FIG. 9 is a case in which the layers of the rice blocks, 3a through 3d, and the layers of the Asian dish item, 1a through 1c, are made visually distinguishable from the outside of the wrap 5 for the convenience of the consumers. This is achieved when the wrap 5 is transparent, even partially. Alternatively, markings or some patterns may be added to the surface of the wrap 5.

FIG. 10 and FIG. 11 are the simple extension of the embodiments shown in FIG. 1(b) to make elongated fast-food packs. Covers 5d and 5e are used for enclosing the containers 3t and 3u, respectively, thus sealing off the juicy and fragments dish items 1t and 1u.

FIG. 12 and FIG. 13 are the cases in which the covers 3v and 3w, respectively, are made of cooked rice also.

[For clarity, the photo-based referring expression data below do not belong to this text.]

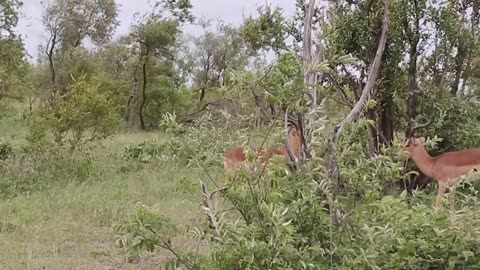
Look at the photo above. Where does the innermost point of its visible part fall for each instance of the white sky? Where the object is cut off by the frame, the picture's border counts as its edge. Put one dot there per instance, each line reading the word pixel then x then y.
pixel 230 11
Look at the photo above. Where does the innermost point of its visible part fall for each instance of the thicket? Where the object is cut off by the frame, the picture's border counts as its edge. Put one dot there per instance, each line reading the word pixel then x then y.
pixel 214 91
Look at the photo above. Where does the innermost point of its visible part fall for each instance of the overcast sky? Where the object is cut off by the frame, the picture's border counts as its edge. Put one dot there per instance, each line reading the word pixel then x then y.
pixel 230 11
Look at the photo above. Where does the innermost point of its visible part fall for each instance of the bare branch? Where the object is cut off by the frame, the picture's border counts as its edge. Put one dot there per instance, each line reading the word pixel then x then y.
pixel 209 208
pixel 355 113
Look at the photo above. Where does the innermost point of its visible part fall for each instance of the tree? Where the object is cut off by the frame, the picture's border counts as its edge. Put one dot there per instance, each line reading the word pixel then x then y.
pixel 214 53
pixel 13 64
pixel 155 35
pixel 70 22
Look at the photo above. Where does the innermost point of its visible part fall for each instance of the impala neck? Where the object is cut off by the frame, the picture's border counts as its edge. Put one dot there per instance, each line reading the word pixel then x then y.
pixel 423 161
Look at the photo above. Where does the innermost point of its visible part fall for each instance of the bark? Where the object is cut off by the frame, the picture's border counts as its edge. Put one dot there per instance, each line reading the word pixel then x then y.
pixel 133 97
pixel 414 38
pixel 372 78
pixel 144 89
pixel 458 69
pixel 308 58
pixel 356 112
pixel 49 52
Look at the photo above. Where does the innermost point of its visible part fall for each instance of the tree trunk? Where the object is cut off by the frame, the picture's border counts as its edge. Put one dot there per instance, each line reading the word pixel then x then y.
pixel 144 89
pixel 356 112
pixel 308 58
pixel 458 70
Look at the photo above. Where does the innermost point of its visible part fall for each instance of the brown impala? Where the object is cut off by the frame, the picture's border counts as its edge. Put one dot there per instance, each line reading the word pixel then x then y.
pixel 236 156
pixel 446 168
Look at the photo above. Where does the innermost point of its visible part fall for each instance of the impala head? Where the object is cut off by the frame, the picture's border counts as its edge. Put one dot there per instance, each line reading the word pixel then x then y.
pixel 414 145
pixel 295 143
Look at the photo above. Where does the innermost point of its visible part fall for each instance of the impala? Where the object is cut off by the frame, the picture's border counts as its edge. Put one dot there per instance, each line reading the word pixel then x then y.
pixel 446 169
pixel 237 156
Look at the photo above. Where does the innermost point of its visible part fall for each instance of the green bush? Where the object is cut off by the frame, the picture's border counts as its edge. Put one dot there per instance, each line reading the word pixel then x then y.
pixel 82 115
pixel 5 150
pixel 308 221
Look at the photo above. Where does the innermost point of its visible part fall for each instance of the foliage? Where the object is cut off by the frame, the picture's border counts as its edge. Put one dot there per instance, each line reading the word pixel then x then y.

FIG. 14 shows, in a highly schematic and symbolic manner, that the exposed rice such as shown in FIG. 13 is coated with a coating material 6, which would be solidified after the coating process. Such a coating would be preferred if the stickiness of the rice surface is deemed undesirable as a commercial product.

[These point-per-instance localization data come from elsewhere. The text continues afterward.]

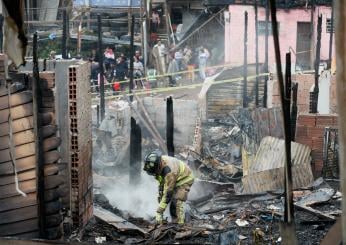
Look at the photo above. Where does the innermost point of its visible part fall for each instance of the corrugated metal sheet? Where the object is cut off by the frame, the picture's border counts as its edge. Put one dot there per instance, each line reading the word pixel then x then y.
pixel 108 3
pixel 267 171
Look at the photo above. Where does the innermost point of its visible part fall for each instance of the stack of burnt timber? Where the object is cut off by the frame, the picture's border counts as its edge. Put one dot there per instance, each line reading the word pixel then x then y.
pixel 19 202
pixel 80 143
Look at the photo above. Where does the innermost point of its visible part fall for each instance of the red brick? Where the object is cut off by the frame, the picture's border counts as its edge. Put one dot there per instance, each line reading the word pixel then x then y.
pixel 325 120
pixel 302 131
pixel 304 141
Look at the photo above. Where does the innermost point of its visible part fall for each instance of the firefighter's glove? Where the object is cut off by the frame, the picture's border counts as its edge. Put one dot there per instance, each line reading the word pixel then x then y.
pixel 159 218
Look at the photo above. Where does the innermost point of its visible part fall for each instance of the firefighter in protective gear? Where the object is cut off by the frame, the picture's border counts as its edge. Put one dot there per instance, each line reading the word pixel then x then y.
pixel 175 180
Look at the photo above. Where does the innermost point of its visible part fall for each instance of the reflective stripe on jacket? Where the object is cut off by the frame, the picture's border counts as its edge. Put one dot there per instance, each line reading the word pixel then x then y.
pixel 177 173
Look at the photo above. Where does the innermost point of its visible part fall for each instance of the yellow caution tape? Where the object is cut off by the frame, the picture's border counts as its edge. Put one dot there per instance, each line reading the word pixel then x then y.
pixel 168 74
pixel 192 86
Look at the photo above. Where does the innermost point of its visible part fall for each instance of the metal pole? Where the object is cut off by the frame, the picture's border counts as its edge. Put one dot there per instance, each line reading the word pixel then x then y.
pixel 331 36
pixel 245 61
pixel 314 97
pixel 135 153
pixel 64 35
pixel 257 68
pixel 132 54
pixel 266 52
pixel 102 82
pixel 39 152
pixel 170 127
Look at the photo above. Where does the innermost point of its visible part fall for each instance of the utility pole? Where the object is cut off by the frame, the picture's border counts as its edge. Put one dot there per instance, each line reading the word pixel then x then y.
pixel 245 62
pixel 100 54
pixel 37 104
pixel 266 53
pixel 314 94
pixel 257 70
pixel 331 36
pixel 132 54
pixel 170 127
pixel 64 35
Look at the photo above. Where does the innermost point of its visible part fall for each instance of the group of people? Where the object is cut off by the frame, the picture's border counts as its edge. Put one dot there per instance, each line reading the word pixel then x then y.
pixel 179 60
pixel 116 69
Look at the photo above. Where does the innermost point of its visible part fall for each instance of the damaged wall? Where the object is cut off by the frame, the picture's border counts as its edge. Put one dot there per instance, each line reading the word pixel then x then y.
pixel 19 212
pixel 185 115
pixel 305 84
pixel 310 132
pixel 267 171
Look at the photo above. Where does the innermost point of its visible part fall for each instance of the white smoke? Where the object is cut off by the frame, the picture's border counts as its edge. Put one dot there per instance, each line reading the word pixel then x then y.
pixel 139 200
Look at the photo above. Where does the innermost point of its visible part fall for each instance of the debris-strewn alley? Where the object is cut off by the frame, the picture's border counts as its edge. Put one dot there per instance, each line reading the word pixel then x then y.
pixel 172 122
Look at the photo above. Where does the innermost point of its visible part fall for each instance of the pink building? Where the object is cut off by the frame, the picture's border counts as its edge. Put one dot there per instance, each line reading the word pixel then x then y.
pixel 294 29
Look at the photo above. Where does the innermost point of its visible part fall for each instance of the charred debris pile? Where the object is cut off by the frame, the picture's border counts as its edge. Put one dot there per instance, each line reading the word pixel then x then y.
pixel 225 206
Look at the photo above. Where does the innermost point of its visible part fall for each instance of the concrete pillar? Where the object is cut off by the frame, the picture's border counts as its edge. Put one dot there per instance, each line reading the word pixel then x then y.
pixel 341 92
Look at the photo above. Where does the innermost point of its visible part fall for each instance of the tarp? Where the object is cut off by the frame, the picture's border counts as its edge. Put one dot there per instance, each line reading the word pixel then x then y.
pixel 108 3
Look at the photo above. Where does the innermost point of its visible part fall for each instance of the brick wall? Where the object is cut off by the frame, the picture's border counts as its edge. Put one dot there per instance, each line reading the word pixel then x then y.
pixel 310 132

FIG. 15 shows a reservoir 3y, made of cooked rice, that resembles a bowl.

FIG. 16 shows the embodiment of FIG. 15, with a cover 3z, preferably made of cooked rice, and preferably with a handle 3zz.

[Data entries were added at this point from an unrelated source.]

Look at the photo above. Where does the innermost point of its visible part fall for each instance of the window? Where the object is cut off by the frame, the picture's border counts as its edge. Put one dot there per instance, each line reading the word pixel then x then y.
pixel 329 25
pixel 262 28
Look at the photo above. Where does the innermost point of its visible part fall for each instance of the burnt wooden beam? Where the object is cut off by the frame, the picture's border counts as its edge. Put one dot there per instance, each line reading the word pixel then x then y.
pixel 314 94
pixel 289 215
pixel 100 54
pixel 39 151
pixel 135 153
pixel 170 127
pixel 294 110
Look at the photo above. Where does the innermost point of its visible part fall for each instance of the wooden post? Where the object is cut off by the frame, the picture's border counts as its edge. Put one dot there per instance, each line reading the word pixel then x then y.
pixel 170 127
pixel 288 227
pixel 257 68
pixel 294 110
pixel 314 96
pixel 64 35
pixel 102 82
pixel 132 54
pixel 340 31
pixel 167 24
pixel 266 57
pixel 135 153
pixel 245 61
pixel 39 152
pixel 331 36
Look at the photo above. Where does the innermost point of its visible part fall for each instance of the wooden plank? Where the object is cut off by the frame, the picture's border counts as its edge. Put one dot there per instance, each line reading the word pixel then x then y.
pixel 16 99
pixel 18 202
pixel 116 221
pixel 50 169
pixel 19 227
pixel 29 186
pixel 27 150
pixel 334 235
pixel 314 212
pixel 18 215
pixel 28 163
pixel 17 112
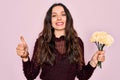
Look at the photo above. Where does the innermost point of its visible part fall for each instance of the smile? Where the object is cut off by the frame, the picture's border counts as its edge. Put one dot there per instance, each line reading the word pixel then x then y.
pixel 60 23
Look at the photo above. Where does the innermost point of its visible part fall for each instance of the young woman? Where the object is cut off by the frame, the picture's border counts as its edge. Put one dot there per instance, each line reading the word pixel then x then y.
pixel 58 51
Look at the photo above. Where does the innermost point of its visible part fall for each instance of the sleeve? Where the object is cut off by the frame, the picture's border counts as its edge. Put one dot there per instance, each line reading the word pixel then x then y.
pixel 31 68
pixel 87 70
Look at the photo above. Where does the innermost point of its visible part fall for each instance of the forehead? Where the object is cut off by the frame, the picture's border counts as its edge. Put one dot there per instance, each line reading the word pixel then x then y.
pixel 57 9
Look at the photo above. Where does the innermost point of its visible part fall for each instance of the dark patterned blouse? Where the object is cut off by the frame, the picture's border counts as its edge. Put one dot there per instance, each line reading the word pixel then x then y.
pixel 62 70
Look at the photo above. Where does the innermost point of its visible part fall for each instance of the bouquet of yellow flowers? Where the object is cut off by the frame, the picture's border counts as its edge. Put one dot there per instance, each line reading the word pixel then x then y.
pixel 101 39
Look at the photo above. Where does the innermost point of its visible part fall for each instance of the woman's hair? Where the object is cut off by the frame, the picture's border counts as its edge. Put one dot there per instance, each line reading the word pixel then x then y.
pixel 44 47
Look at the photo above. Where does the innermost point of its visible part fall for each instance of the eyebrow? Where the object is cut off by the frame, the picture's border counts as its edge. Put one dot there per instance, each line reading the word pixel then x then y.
pixel 55 12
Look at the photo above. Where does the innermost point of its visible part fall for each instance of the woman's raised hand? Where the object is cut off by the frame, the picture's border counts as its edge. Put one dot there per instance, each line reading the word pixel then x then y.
pixel 22 49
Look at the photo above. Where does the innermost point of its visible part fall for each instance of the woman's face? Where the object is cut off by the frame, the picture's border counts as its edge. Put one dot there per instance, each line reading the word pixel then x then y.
pixel 58 18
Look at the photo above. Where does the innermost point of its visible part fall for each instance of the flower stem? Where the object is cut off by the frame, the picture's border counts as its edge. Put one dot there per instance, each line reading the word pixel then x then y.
pixel 100 48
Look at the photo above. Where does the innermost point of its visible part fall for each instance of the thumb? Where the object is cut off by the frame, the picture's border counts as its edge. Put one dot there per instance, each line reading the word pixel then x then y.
pixel 23 41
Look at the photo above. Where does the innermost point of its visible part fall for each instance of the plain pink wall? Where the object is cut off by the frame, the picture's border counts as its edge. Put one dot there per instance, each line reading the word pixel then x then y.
pixel 25 17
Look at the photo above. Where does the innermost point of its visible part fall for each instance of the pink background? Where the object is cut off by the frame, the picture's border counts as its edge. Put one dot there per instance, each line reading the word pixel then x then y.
pixel 25 17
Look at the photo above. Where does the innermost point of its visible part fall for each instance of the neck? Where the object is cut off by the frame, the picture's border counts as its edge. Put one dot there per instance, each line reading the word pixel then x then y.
pixel 59 33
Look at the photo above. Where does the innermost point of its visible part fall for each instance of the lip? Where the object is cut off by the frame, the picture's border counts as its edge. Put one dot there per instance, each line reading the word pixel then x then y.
pixel 59 23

FIG. 17 shows the same as in FIG. 16, except that the cover 3z is seated over the bowl 3y. Such an embodiment would be attractive, pleasing the consumers' eyes.

In order to make the reservoirs made of cooked rice, depicted above from FIG. 1(a) through FIG. 17, structurally strong and rugged, the surfaces of the reservoirs can be slightly browned. Such a ‘surface browning’ often happens naturally near the surface of the cooking pot as a result of prolonged heating at warm temperature. Such a ‘surface browning’ could be obtained also by heating the pot of cooked rice for a short duration at higher temperature.

Addition of foreign substances into the rice also could help making the rice reservoirs of the present invention stronger and more rugged.

FIG. 18 shows an embodiment resembling the hamburger buns. One side or the both sides of the buns 3n and 3m would have a recess or pocket 7, in which the juicy and/or fragmented ingredients 1 is contained.

The surface of the rice buns in FIG. 18 could have a coating made of flour mixed in water. The coating could be fried on a grill to make it smooth and sturdy. This would make the rice buns 3m and 3n suitable as a finger-food.

The gap between the two buns of FIG. 19 could be sealed together so that the fast-food pack becomes substantially water-tight.

The fast-food packs would get soggy and even spoiled when left on the serving shelf for a prolonged time. Some meals will not be as popular as others, and eventually will get staled and even spoiled. That is why Chinese restaurants cook each dish only after an order is in.

Accordingly, unlike the existing fast-food items, the oriental fast-food items would have to be kept in a frozen state if a full-scale fast-food service is considered.

After 20, 40, or even 100 different kinds of oriental meals are manufactured and packaged in a factory, the packages could be frozen immediately, as depicted in a flowchart of FIG. 20.

Due to the unusual ways of preparing and cooking, it would be more economical for the production to be highly mechanized and automated. Otherwise, the quality would be poor, and very importantly, the manufacturing cost will be too high to be affordable to the consumers.

Accordingly, the production should be highly centralized, instead of being done in an individual fast-food restaurant, as depicted in FIG. 21.

It would be more convenient that the fast-food packs be frozen as soon as prepared, and kept in the frozen state through the shipment to a ‘retail location’, or ‘chain store’, and also during the storage and display in the retail locations, until they are being readied for consumption by consumers.

‘Retail locations’ are defined in this patent application as places where the fast-food packs are sold to consumers, and include convenient stores, fast-food restaurants, deli shops, vending trucks, automated vending machines, etc.

Obviously many modifications and variations of the present invention are possible in light of the above teachings. It is therefore to be understood that, within the scope of the appended claims, the invention may be practiced otherwise than as specifically described.